Detection and analysis of the cyanobacterial peptide hepatotoxins microcystin and nodularin using SELDI-TOF mass spectrometry.

作者信息

Yuan Moucun, Carmichael Wayne W

机构信息

Department of Biological Sciences, Wright State University, 025A Fawcett Hall, 3640 Colonel Glen Highway, Dayton, OH 45435-0001, USA.

出版信息

Toxicon. 2004 Oct;44(5):561-70. doi: 10.1016/j.toxicon.2004.07.015.

Abstract

Surface-enhanced laser desorption ionization mass spectrometry (SELDI-TOFMS) was used to develop a new and useful method for determination and identification of the cyanobacterial (blue-green algae) toxins: microcystin and nodularin. The technique, combining chromatography and MS, enables microcystin/nodularin capture, purification, analysis, and processing from complex biological mixtures directly onto a hydrophobic chip. Factors affecting ion intensities, including matrix concentration and laser intensity, were investigated to optimize sensitivity of the method. Microcystins and nodularin were analyzed for femtomolar sensitivity (about 2.5 pg microcystin-LR in 2 microl water). Samples of blood sera and liver tissue were spiked with microcystin-LR and analyzed. The detection limit was 1 ng in 2 microl blood sera solution. Reactions of microcystins by compounds containing mercaptan groups, such as dithiothreitol, aminoethanethiol and protein phosphatase 1, were examined on the chip by mass spectrometry.

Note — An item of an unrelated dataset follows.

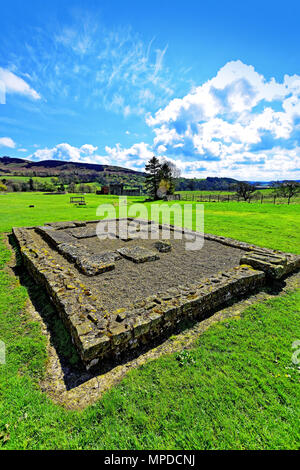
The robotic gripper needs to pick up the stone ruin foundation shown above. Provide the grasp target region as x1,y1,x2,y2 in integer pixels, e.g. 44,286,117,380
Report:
13,219,300,369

Formation of the microcystin-dithiothreitol conjugate was used to confirm the target compounds. The MS/MS data obtained showed the presence of the microcystin conjugate. The reaction position of the toxin with target compound was confirmed by a series of MS/MS fragment ions. The protein profile of microcystins reacting with protein phosphatase 1 was also obtained from the SELDI-TOF mass spectra.

摘要

表面增强激光解吸电离质谱法(SELDI-TOFMS)被用于开发一种测定和鉴定蓝藻(蓝绿藻)毒素:微囊藻毒素和节球藻毒素的新的实用方法。该技术结合了色谱法和质谱法,能够直接从复杂的生物混合物中捕获、纯化、分析和处理微囊藻毒素/节球藻毒素到疏水芯片上。研究了影响离子强度的因素,包括基质浓度和激光强度,以优化该方法的灵敏度。分析了微囊藻毒素和节球藻毒素的飞摩尔灵敏度(2微升水中约2.5皮克微囊藻毒素-LR)。向血清和肝组织样本中添加微囊藻毒素-LR并进行分析。检测限为2微升血清溶液中1纳克。通过质谱法在芯片上检测了微囊藻毒素与含巯基化合物(如二硫苏糖醇、氨基乙硫醇和蛋白磷酸酶1)的反应。微囊藻毒素-二硫苏糖醇共轭物的形成用于确认目标化合物。获得的MS/MS数据显示了微囊藻毒素共轭物的存在。通过一系列MS/MS碎片离子确认了毒素与目标化合物的反应位置。还从SELDI-TOF质谱图中获得了微囊藻毒素与蛋白磷酸酶1反应的蛋白质谱。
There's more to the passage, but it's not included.